Thursday, March 31, 2005

Smile only for you

So many visions, so many desires, so much peace, so much joy.

Tuesday, March 29, 2005

kiss

Knowing there aren't words to describe anything I feel about him is wonderful.

Wednesday, March 23, 2005

Worldly things sux

So tonight was so powerful we made crosses and then laid on them while Christ's story was read. SO SO powerful but afterwards at Christ candle half of my group had cell phones out and were laughing. Not only were they not supposed to have cell phones on in the first place but seriously if it wasn't powerful for you then at least let the people who it was powerful for reflect on it.

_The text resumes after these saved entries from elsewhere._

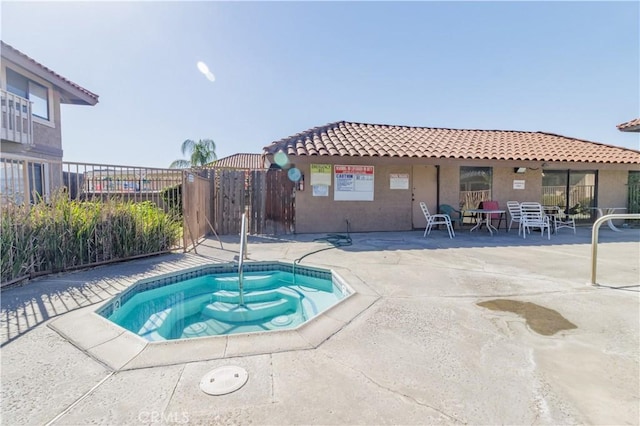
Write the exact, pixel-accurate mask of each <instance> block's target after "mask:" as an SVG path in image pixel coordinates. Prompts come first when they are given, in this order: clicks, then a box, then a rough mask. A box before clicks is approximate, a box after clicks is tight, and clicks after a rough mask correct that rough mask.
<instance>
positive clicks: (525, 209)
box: [520, 202, 551, 240]
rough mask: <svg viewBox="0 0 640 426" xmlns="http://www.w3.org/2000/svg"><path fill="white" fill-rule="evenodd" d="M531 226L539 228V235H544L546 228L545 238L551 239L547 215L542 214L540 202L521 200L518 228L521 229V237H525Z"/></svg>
mask: <svg viewBox="0 0 640 426" xmlns="http://www.w3.org/2000/svg"><path fill="white" fill-rule="evenodd" d="M532 228H539V229H540V235H541V236H543V235H544V230H545V229H546V230H547V239H548V240H550V239H551V223H550V221H549V216H547V215H545V214H544V208H543V207H542V204H540V203H534V202H522V203H520V229H521V230H522V237H523V238H527V233H530V232H531V229H532Z"/></svg>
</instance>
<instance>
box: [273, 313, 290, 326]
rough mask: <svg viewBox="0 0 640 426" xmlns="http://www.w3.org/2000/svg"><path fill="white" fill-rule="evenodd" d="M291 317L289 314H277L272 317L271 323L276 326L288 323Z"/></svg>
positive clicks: (284, 324)
mask: <svg viewBox="0 0 640 426" xmlns="http://www.w3.org/2000/svg"><path fill="white" fill-rule="evenodd" d="M292 321H293V319H291V317H290V316H289V315H278V316H277V317H275V318H274V319H272V320H271V324H273V325H277V326H283V325H289V324H291V322H292Z"/></svg>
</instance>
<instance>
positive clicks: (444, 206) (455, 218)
mask: <svg viewBox="0 0 640 426" xmlns="http://www.w3.org/2000/svg"><path fill="white" fill-rule="evenodd" d="M438 210H439V212H440V213H442V214H446V215H447V216H449V219H451V223H452V224H453V225H455V224H456V223H457V224H458V228H462V225H463V220H464V216H463V215H462V212H461V211H460V210H457V209H455V208H453V207H452V206H450V205H449V204H440V207H439V208H438Z"/></svg>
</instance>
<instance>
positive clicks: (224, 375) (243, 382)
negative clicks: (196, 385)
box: [200, 366, 249, 395]
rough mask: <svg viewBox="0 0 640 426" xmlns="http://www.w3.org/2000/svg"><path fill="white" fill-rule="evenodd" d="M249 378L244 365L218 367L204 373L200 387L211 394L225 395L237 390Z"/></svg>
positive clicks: (215, 394)
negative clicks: (210, 370)
mask: <svg viewBox="0 0 640 426" xmlns="http://www.w3.org/2000/svg"><path fill="white" fill-rule="evenodd" d="M248 379H249V374H248V373H247V370H245V369H244V368H242V367H235V366H226V367H218V368H216V369H215V370H211V371H209V372H208V373H207V374H205V375H204V377H203V378H202V380H200V389H201V390H202V392H204V393H206V394H209V395H224V394H227V393H231V392H235V391H237V390H238V389H240V388H241V387H242V386H244V384H245V383H247V380H248Z"/></svg>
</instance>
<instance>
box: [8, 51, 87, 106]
mask: <svg viewBox="0 0 640 426" xmlns="http://www.w3.org/2000/svg"><path fill="white" fill-rule="evenodd" d="M0 46H2V50H5V49H7V50H9V51H11V52H13V53H14V54H16V55H18V56H20V57H22V58H24V59H25V60H27V61H29V62H31V63H32V64H34V65H35V66H37V67H39V68H41V69H42V70H44V71H45V72H47V73H49V74H51V75H53V76H55V77H57V78H59V79H61V80H62V81H64V82H65V83H67V84H69V85H70V86H72V87H75V88H76V89H78V90H79V91H81V92H82V93H84V94H85V95H87V96H89V97H90V98H92V99H93V100H94V101H95V102H98V95H96V94H95V93H93V92H90V91H88V90H87V89H85V88H84V87H82V86H80V85H78V84H76V83H74V82H73V81H71V80H69V79H67V78H64V77H63V76H61V75H60V74H58V73H57V72H55V71H53V70H51V69H49V68H47V67H45V66H44V65H42V64H41V63H40V62H38V61H36V60H35V59H32V58H30V57H29V56H27V55H25V54H24V53H22V52H21V51H19V50H18V49H16V48H15V47H13V46H11V45H8V44H7V43H5V42H4V41H0Z"/></svg>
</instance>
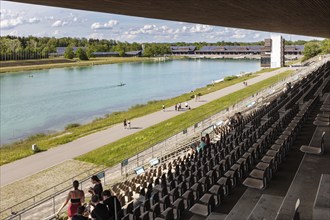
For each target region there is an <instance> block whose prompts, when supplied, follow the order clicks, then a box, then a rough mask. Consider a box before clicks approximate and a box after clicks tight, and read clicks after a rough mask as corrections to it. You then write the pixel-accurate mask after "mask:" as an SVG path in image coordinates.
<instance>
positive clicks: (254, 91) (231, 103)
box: [76, 70, 293, 166]
mask: <svg viewBox="0 0 330 220" xmlns="http://www.w3.org/2000/svg"><path fill="white" fill-rule="evenodd" d="M292 72H293V71H292V70H288V71H285V72H283V73H281V74H279V75H277V76H273V77H271V78H269V79H266V80H264V81H261V82H259V83H256V84H254V85H251V86H248V87H246V88H244V89H241V90H239V91H237V92H234V93H231V94H229V95H227V96H224V97H222V98H219V99H217V100H214V101H212V102H210V103H207V104H205V105H203V106H200V107H198V108H196V109H192V110H191V111H188V112H186V113H184V114H181V115H178V116H176V117H174V118H171V119H168V120H166V121H164V122H161V123H159V124H157V125H155V126H152V127H150V128H147V129H145V130H143V131H140V132H138V133H135V134H133V135H130V136H127V137H125V138H123V139H120V140H118V141H116V142H113V143H111V144H108V145H105V146H103V147H100V148H98V149H96V150H93V151H91V152H89V153H87V154H84V155H82V156H79V157H77V158H76V159H78V160H81V161H85V162H91V163H95V164H99V165H106V166H113V165H115V164H118V163H119V162H121V161H122V160H123V159H125V158H128V157H131V156H134V155H136V154H137V153H138V152H141V151H143V150H145V149H147V148H149V147H151V146H152V145H154V144H156V143H158V142H160V141H163V140H165V139H166V138H169V137H171V136H172V135H174V134H176V133H178V132H181V131H182V130H183V129H186V128H187V127H189V126H192V125H194V124H195V123H198V122H200V121H202V120H203V119H206V118H207V117H210V116H211V115H214V114H215V113H217V112H219V111H221V110H223V109H226V108H228V107H229V106H231V105H233V104H235V103H236V102H237V101H241V100H243V99H245V98H247V97H249V96H251V95H253V94H255V93H256V92H258V91H260V90H262V89H264V88H267V87H269V86H271V85H273V84H274V83H276V82H278V81H280V80H282V79H284V78H286V77H287V76H289V75H290V74H291V73H292Z"/></svg>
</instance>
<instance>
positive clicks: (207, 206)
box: [189, 193, 215, 216]
mask: <svg viewBox="0 0 330 220" xmlns="http://www.w3.org/2000/svg"><path fill="white" fill-rule="evenodd" d="M199 202H200V203H196V204H195V205H193V206H192V207H191V208H190V209H189V211H190V212H192V213H193V214H196V215H201V216H208V215H209V214H210V213H211V211H212V210H213V209H214V206H215V201H214V197H213V195H212V194H208V193H206V194H205V195H204V196H203V197H202V198H201V199H200V201H199Z"/></svg>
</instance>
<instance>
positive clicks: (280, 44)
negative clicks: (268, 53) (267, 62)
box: [270, 35, 284, 68]
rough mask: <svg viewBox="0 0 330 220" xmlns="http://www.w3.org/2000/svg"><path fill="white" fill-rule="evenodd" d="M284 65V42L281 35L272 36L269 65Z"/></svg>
mask: <svg viewBox="0 0 330 220" xmlns="http://www.w3.org/2000/svg"><path fill="white" fill-rule="evenodd" d="M282 66H284V43H283V38H282V36H281V35H277V36H272V52H271V54H270V67H271V68H277V67H282Z"/></svg>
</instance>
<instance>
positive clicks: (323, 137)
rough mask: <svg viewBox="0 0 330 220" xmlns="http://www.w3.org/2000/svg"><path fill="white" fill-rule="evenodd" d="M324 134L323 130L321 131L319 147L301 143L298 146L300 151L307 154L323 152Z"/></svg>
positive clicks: (322, 152) (323, 148) (317, 153)
mask: <svg viewBox="0 0 330 220" xmlns="http://www.w3.org/2000/svg"><path fill="white" fill-rule="evenodd" d="M324 135H325V132H323V133H322V137H321V143H320V145H321V146H320V147H314V146H308V145H302V146H301V147H300V151H302V152H304V153H308V154H323V153H324Z"/></svg>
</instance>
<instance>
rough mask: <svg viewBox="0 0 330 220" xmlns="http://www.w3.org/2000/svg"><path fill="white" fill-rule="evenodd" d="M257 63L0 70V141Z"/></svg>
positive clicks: (157, 95) (187, 84)
mask: <svg viewBox="0 0 330 220" xmlns="http://www.w3.org/2000/svg"><path fill="white" fill-rule="evenodd" d="M259 69H260V61H259V60H173V61H166V62H154V63H152V62H141V63H123V64H109V65H99V66H93V67H76V68H59V69H49V70H40V71H27V72H20V73H15V74H1V75H0V86H1V90H0V91H1V94H0V95H1V96H0V97H1V100H0V111H1V115H0V116H1V117H0V120H1V127H0V129H1V136H0V137H1V144H4V143H9V142H12V141H15V140H18V139H22V138H24V137H27V136H29V135H32V134H36V133H39V132H44V133H48V132H54V131H60V130H63V129H64V127H65V125H67V124H69V123H75V122H76V123H86V122H89V121H92V120H93V119H95V118H96V117H100V116H103V115H105V114H108V113H111V112H114V111H121V110H126V109H128V108H129V107H131V106H133V105H135V104H143V103H146V102H148V101H150V100H158V99H166V98H170V97H174V96H178V95H180V94H182V93H185V92H189V91H191V90H194V89H196V88H199V87H202V86H205V85H207V84H210V83H211V82H212V80H218V79H221V78H224V77H225V76H229V75H236V74H238V73H240V72H254V71H257V70H259ZM32 75H33V77H31V76H32ZM121 82H123V83H125V84H126V85H125V86H117V85H118V84H120V83H121ZM160 108H161V106H160Z"/></svg>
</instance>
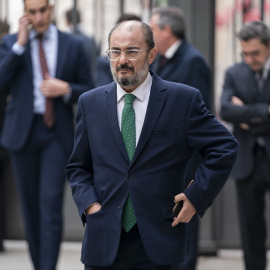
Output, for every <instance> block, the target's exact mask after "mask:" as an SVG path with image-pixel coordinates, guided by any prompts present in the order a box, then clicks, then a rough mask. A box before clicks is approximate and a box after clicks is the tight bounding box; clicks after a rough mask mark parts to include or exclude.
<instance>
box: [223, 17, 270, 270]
mask: <svg viewBox="0 0 270 270" xmlns="http://www.w3.org/2000/svg"><path fill="white" fill-rule="evenodd" d="M238 37H239V39H240V43H241V48H242V56H243V61H242V62H240V63H237V64H235V65H234V66H233V67H231V68H229V69H228V70H227V71H226V75H225V82H224V86H223V93H222V96H221V111H220V113H221V117H222V118H223V119H224V120H225V121H228V122H231V123H232V124H233V132H234V134H235V137H236V138H237V139H238V140H239V153H238V156H237V159H236V163H235V166H234V168H233V170H232V174H231V176H232V177H233V178H235V180H236V188H237V199H238V212H239V219H240V229H241V237H242V247H243V250H244V261H245V267H246V270H253V269H256V270H265V269H266V247H265V242H266V226H265V218H264V210H265V194H266V192H267V191H269V187H270V159H269V158H270V121H269V119H270V118H269V115H270V106H269V104H270V94H269V87H270V76H269V69H270V57H269V56H270V30H269V29H268V27H267V26H266V25H265V24H264V23H263V22H261V21H254V22H250V23H247V24H245V25H244V26H243V28H242V29H241V31H240V32H239V34H238Z"/></svg>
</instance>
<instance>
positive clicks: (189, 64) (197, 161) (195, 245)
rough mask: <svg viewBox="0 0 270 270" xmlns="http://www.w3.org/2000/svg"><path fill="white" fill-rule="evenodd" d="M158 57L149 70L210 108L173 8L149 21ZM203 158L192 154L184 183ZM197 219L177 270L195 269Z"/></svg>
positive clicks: (197, 53) (196, 260) (185, 37)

I swear sometimes high schoolers should be treated like middle schoolers like they got their cell phones actually taken away. I think we should've too because obviously they can't handle it. Argh. But wow hearing all the hammers then hitting it urself. Then placing one of your sins on the nails representing the ones that pierced His hands and feet. WOW! Then laying on the cross with ur hands out (I even had my hair clip in poking my head) Man it hurt! My hands were cold my abs hurt from trying to not put my head down on the clip I was crying so it was hard to breath. I kept thinking this is just a small small taste of what He felt and wow not comfortable. Then when Kelly read the part where the people that knew not of Jesus wept but those closest to Him just watched and no longer wept but understood what happened. Then I just stopped crying and was at peace. God is so amazing I can't describe it. We were asked to explain this experience in Christ candle but I couldn't speak and I didn't want to. Those people wouldn't have gotten what I wanted to say not that it's something you can put into words anyway. I mean I can describe it here but it doesn't even come close to the thoughts in my head and the feelings and emotions I was led to. So yeah that's my deal on that.

Monday, March 14, 2005

?

I have so many questions you don't wanna answer.
I wish this were easier, but anything easy usually isn't worth the effort.
When I look into your eyes I can't explain what I see but I think you know.
I don't want to leave anymore, I want to know I'll be here with you.
I never say it but I think you are wonderful.
I try to hide it but you make me smile.
I can't wait to dream of us again, and then to live those dreams.
I'll see you when I get back.

Saturday, March 12, 2005

You

It was so wonderful just a few hrs. with you. The way you make me feel when you look into my eyes, Your gentle touch, your strength where I know I'm safe, everything. It's so much like the fairy tales, like ones dreams, everything like it "should" be. I can't stop thinking about it. All I want to do is give you everything though I know that's probably not a good idea. I wish I would've done what you asked of me but I know that if I did I would have done something I shouldn't have. As I feel the cool air and look at the sky, I think about how I'd want you to be there enjoying it with me.

Tuesday, March 01, 2005

All I want is..... but I can't

All I want to do is talk to you but I can't
All I want to do is spend time with you but I can't
All I want to do is know you but I can't
All I want to do is be in your arms but I can't
All I want to do is let you know how I feel but I can't
All I want to do is know I can be with you but I can't.